Since 1991, Breyden has fostered relationships with best-in-class distributors in the aerospace and defense industries, as well as the burgeoning electric motor and transformer sectors.
“The Breyden team is beyond excited about the partnership with Auxo, PPG and their portfolio of world class manufacturers,” said Mike Zuber, Vice President of Sales for Breyden Products. “Our deep and long-standing relationships with leading channel partners will support the continued growth and diversification of PPG in the aerospace, defense and electrical markets.”
Added Chad Heathco, CEO of Precision Products Group: “We are thrilled to add Mike and the Breyden team to our growing PPG portfolio of specialty manufacturers.

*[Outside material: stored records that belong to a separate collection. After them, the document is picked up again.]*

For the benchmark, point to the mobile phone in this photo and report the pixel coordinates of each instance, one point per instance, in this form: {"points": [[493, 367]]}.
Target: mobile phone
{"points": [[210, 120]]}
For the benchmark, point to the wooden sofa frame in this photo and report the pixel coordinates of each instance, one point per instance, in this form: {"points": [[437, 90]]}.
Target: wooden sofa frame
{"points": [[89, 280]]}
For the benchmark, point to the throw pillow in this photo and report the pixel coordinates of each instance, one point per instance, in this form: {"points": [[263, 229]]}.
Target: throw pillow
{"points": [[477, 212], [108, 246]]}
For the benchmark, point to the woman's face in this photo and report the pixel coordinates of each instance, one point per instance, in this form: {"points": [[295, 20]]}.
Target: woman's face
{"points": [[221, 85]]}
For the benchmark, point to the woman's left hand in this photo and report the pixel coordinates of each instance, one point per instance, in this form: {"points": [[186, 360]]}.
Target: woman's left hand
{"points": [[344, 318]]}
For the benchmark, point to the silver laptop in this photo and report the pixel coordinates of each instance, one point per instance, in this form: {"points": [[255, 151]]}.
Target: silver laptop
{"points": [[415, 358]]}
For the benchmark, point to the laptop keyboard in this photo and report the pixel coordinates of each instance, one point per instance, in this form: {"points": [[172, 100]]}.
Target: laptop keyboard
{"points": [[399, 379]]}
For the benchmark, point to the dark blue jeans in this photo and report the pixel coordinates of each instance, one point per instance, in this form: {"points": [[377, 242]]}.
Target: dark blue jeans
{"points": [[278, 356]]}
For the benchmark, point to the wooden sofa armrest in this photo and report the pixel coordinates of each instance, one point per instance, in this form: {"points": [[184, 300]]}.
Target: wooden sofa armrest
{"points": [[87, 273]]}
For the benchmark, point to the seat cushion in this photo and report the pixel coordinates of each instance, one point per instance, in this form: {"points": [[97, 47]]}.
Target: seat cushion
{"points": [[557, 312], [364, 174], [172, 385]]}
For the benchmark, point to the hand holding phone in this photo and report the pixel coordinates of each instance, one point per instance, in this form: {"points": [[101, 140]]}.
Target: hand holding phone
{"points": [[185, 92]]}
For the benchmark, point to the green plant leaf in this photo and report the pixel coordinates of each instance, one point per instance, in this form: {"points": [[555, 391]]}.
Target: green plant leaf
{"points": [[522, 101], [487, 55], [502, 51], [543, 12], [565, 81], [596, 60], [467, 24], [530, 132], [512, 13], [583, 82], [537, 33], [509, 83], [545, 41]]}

By bringing Breyden and our Paramount Tube division together under one roof, we will be able to provide the electric motor, defense and aerospace markets with an unprecedented product offering that leverages deep manufacturing expertise and material know-how.”
Specialty Manufacturing Platform Poised for Growth
Beyond continued growth in the defense and aerospace markets, the combination of Breyden and PPG’s Paramount Tube division is expected to greatly expand opportunities and market share in the electric motor market. Pairing the former’s braided manufacturing process with the latter’s state-of-the-art spiral-wound manufacturing process will offer customers a wider range of product solutions that improve product quality and performance.
Paramount Tube is the dominant player for mission-critical, small diameter spiral-wound and extruded tubular products known for providing highly customized, tight tolerance and uniquely shaped solutions. Applications include components for electric motors, transformers, fuses, automotive, single-dosage medications, pharmaceutical packaging, eco-friendly consumer packaging, and military ordinances.
“The acquisition of Breyden expands Paramount Tube’s portfolio of offerings which enables our team to better serve our customers by providing a deeper and broader product line of custom solutions,” said Tim Shaw, Vice President of Sales and Marketing of Paramount Tube. “We look forward to maximizing the value and benefits that this combination brings to existing and new customers.”
“From the moment we met Mike and Jay, we were immediately impressed with Breyden’s unique manufacturing capabilities, customer-focused culture and dominant market position,” said Auxo co-founder and Managing Partner Jeff Helminski. It’s clear the company’s values are closely aligned with ours — and its success has been driven by the leadership team’s unrelenting pursuit of excellence and customer service. We’re excited to honor the legacy they have built and support them in leveraging their unique capabilities to expand their global footprint both organically and acquisitively.”
Advisors and lenders on the transaction included Miller Johnson PLC, Barnes & Thornburg LLP, BDO USA LLP, Marsh & McLennan, Aon Plc, Krauter & Co., Thomas Brady & Associates, Mercantile Bank of Michigan, and Greyrock Capital.